Outrage à la rentabilité
Ce faisant, l’expert endosse deux rôles qui ne sont pas les siens. D’abord, celui d’arbitre du «juste» tarif horaire, en dépit de la liberté des prix. Car le carrossier établit ses tarifs particuliers en fonction de plusieurs paramètres issus de sa propre comptabilité : c’est dans la différence entre son coût d’exploitation et ses tarifs horaires, plus la marge réalisée sur les pièces –souvent bien faible lorsque le carrossier n’est «que» MRA– que le réparateur trouve sa rentabilité. Manipuler le tarif horaire sur un rapport d’expertise réalisé chez le réparateur lui-même revient à s’inviter dans ses propres choix comptables et à compromettre volontairement la rentabilité de sa carrosserie.Ensuite, en soulevant le montant «trop élevé» des taux horaires du carrossier auprès de l’assuré, l’expert s’invite dans son libre arbitre et son libre choix du réparateur. Or, comme le rappelait encore Luc Grynbaum, professeur à l’université Paris-Descartes et directeur du master 2 santé, prévoyance et protection sociale dans l’Argus de l’Assurance en mai 2011, «l'orientation de l'assuré vers un réparateur agréé en tenant un discours péjoratif sur le réparateur habituel de l'assuré est constitutive de concurrence déloyale». C’est pourtant ce qu’a fait l’expert mandaté par le Gan, en soulignant dans les observations de son rapport, transmis à l’assuré, que «les tarifs horaires affichés par le garage aux (sic) regard de ceux pratiqués en moyenne dans le secteur».

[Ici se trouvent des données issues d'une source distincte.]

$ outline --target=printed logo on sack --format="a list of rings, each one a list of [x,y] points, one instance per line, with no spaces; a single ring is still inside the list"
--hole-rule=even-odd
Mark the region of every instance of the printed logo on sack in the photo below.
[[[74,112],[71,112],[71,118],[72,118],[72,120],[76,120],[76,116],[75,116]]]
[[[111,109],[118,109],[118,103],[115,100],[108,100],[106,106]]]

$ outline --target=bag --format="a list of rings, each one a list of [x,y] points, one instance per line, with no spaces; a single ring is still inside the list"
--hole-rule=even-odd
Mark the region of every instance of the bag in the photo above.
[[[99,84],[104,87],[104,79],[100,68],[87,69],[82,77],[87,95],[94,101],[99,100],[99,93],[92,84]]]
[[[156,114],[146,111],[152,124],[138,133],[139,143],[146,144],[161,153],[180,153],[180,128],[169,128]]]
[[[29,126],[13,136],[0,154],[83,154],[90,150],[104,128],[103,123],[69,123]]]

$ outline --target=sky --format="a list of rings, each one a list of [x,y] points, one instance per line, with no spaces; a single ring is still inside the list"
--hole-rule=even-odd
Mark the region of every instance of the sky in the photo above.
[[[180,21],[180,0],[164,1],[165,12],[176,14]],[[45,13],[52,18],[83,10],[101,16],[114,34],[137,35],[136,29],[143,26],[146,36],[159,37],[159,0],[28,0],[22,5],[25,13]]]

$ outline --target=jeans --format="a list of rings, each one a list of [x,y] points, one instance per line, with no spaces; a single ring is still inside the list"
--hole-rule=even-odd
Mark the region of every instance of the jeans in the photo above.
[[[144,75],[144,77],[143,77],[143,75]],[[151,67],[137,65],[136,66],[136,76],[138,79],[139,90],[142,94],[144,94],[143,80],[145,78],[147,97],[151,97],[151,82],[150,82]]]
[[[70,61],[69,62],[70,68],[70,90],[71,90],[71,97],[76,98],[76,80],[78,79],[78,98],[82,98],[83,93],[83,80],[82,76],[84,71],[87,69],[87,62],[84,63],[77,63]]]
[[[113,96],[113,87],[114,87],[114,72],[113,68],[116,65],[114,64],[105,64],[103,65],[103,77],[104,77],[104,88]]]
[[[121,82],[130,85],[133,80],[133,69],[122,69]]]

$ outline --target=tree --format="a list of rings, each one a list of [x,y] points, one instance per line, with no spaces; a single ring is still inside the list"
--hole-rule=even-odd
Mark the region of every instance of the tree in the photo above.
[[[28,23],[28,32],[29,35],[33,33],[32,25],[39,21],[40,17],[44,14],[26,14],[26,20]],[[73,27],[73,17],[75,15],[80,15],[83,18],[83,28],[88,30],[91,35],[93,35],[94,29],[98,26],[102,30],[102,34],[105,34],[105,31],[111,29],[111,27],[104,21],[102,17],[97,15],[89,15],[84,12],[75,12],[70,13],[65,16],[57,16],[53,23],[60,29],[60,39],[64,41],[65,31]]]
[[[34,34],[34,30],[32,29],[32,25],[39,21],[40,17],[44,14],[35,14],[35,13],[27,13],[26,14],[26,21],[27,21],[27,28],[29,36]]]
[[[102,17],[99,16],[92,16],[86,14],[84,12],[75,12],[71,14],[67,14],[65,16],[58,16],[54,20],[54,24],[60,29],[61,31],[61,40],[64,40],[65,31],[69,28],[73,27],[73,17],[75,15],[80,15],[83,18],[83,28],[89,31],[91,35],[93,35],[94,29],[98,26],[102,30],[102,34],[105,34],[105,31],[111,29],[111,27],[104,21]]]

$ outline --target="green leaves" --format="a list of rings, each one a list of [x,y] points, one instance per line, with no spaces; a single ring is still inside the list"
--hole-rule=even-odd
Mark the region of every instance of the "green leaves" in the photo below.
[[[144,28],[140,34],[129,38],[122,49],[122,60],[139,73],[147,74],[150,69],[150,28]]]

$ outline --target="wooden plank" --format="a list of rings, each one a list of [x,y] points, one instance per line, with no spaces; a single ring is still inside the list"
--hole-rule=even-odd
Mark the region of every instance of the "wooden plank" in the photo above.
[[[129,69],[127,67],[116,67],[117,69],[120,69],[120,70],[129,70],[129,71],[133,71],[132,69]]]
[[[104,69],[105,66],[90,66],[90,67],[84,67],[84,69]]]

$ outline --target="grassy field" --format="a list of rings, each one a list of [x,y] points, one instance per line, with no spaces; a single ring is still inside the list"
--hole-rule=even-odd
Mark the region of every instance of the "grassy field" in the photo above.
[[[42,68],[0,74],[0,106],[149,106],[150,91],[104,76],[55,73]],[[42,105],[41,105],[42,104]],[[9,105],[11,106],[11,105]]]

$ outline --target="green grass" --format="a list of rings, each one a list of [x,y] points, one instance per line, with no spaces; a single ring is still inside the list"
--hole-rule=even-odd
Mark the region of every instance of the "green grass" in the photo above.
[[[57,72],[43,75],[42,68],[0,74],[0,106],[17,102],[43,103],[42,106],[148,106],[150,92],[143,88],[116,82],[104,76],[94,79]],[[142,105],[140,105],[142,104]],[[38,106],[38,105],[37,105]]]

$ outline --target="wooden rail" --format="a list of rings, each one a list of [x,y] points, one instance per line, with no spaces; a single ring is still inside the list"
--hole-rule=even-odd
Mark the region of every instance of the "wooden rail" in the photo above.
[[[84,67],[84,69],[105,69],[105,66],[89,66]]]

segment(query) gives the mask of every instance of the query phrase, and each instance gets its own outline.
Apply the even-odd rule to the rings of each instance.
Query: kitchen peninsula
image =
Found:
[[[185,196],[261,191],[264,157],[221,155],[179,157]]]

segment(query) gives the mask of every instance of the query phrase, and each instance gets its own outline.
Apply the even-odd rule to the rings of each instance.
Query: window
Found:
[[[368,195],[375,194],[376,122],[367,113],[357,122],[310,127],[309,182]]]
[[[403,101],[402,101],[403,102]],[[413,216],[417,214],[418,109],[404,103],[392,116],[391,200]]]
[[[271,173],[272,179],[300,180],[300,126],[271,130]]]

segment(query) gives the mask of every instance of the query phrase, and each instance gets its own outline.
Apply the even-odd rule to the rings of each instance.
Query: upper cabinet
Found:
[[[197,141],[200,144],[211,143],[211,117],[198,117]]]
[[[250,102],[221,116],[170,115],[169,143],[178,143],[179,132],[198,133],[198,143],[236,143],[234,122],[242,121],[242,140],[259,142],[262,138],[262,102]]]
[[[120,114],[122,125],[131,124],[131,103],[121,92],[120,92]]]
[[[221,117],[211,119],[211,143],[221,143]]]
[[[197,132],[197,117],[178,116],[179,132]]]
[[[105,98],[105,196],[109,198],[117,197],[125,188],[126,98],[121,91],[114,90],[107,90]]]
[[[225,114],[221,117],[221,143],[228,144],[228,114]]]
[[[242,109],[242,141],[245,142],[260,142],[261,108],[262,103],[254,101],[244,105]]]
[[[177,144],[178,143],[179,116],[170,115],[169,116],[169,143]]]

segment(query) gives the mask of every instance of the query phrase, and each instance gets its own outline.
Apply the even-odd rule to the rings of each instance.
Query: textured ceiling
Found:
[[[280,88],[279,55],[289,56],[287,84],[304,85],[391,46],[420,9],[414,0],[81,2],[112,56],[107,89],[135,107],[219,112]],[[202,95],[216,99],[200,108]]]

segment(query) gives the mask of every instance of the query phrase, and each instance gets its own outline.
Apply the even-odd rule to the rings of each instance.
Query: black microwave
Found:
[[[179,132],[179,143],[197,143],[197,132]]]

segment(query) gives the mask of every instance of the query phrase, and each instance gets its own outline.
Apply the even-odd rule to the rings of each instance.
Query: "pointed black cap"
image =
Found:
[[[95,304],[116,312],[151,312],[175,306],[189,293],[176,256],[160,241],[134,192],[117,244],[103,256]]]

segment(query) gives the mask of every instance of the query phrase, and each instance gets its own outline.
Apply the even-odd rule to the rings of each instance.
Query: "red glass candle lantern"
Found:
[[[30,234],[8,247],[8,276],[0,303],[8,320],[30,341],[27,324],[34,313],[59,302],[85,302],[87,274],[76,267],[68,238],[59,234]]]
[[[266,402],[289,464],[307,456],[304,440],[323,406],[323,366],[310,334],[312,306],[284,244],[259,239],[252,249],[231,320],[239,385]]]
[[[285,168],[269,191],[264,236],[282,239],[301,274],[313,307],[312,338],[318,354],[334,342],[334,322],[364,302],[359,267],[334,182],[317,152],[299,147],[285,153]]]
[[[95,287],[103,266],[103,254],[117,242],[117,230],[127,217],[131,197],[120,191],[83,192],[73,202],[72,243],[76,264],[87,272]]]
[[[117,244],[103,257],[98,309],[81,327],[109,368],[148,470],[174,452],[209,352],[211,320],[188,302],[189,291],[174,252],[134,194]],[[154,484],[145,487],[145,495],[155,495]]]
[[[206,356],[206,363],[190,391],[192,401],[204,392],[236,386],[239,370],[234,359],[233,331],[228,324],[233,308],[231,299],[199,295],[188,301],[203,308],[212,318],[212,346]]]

L'ignorance du client infondée
L’Audi A3 de société accidentée et assurée au Gan fait pourtant partie d’une flotte dont la Carrosserie des Weppes effectue généralement les réparations. Et le fait que l’entreprise propriétaire n’ait pas tenu compte du rapport pour faire effectivement réparer le véhicule chez le dépositaire prouve qu’elle connaît son carrossier et lui fait confiance en dépit de ses tarifs horaires «hors concurrence». Surtout que le véhicule n’avait pas subi de dommages l’empêchant de circuler et avait été volontairement laissé aux soins de la Carrosserie des Weppes. Considérer que le client ne choisit son professionnel, qu’il s’agisse d’un véhicule à réparer ou d’un mur à construire, qu’en fonction du prix le moins élevé revient à le prendre pour plus bête qu'il n'est, incapable d’arbitrer sur les notions de qualité, de durabilité ou de service associé.Preuve ultime que l’expert mandaté par le Gan, bien qu’indépendant de toute directive, est totalement formaté aux logiques assurantielles, est qu’il considère, dans son droit de réponse, que «le rôle de l’expert est bien économique, la maîtrise des primes d’assurance aux intérêts même des assurés». Or, s’il est un rôle premier que se doit d’endosser l’expert, c’est celui de la sécurité routière, et non celui de la maîtrise de primes d’assurances qui sont soumises à d’autres paramètres que le coût des seuls sinistres matériels.Par ailleurs, la conférence sur le recours direct donnée par Karim Megrous, patron du cabinet indépendant Auto Alpes-Maritimes Expertise (AAME), à laquelle nous avons assisté le 5 septembre dernier à Saint-Laurent-du-Var, ne mentionnait absolument pas, et à aucun moment, l’usage de l’expertise contradictoire dans le cadre d’un dossier de recours direct, contrairement à ce que mentionne le droit de réponse du cabinet Cap Europe Experts. Une conférence qui a eu le mérite de faire partager à de nombreux acteurs de l’après-vente –carrossiers, dépanneurs, loueurs, agents généraux d’assurance et experts– les détails d’une procédure qui permet à l’automobiliste victime d’accident non responsable d’être indemnisé des préjudices subis au centime près, et aux professionnels d’être rémunérés en totale adéquation avec leurs tarifs horaires, honoraires et frais.